Only 42.1% reads survived the filtration. In other words, 57.9% was discarded.

This filtering of 57.9% of the library strongly affected the apparent composition of the final dataset. Compare the relative abundances for several peptides before and after the filtering:

[31]:

peptide = initial_peptide_list.iloc[0]['Peptide']
initial_abundance = initial_peptide_list.iloc[0]['Dataset %']
final_abundance = final_peptide_list.iloc[0]['Dataset %']
print(f"Peptide: {peptide}; initial: {initial_abundance:.1f}%; final: {final_abundance:.1f}%")
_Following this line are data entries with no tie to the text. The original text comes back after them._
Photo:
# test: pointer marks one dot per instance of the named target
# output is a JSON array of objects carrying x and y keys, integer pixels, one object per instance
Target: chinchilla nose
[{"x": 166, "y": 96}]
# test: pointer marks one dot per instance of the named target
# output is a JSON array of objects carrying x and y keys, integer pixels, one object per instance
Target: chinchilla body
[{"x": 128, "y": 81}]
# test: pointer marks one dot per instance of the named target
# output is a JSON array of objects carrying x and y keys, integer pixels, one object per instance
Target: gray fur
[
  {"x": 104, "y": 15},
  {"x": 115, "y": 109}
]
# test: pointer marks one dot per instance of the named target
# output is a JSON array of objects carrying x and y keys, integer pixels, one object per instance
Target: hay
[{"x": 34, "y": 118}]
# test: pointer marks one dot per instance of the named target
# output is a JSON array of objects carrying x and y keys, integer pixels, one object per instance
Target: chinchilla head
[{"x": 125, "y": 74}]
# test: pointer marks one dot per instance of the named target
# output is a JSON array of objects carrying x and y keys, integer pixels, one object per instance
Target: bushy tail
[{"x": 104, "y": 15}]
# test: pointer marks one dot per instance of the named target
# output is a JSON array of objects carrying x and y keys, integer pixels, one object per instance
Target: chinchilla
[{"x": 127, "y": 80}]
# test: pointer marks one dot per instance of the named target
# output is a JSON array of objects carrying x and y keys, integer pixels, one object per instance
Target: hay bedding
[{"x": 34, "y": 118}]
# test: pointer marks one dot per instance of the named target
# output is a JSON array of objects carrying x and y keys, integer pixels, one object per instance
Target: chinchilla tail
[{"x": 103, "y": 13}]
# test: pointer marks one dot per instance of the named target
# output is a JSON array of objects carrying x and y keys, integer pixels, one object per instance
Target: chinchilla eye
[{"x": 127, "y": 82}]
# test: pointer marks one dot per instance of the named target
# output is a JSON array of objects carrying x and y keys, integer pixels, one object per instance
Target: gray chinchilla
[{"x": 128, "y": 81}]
Peptide: YYTHWIYTVNPRRCSALSA; initial: 9.3%; final: 22.4%

[32]:

peptide = initial_peptide_list.iloc[13]['Peptide']
initial_abundance = initial_peptide_list.iloc[13]['Dataset %']
final_abundance = final_peptide_list.iloc[7]['Dataset %']
print(f"Peptide: {peptide}; initial: {initial_abundance:.1f}%; final: {final_abundance:.1f}%")

Peptide: YETHWFVTYRAELCSALSA; initial: 0.8%; final: 1.9%

Whether these abundance differences are meaninfgul is besides the point of this example. With this demonstration, we hope to illustrate how clibas’s ability to collect statistics at arbitrary points in a pipeline enables a multifaceted analysis of NGS datasets.

This concludes example 2. The results have been written to ./outputs/Payne_CCL22 as specified in the config and can be interrogated further if desired. See the 1. Phage display: FXIa selection notebook for a walkthrough of the most important outputs.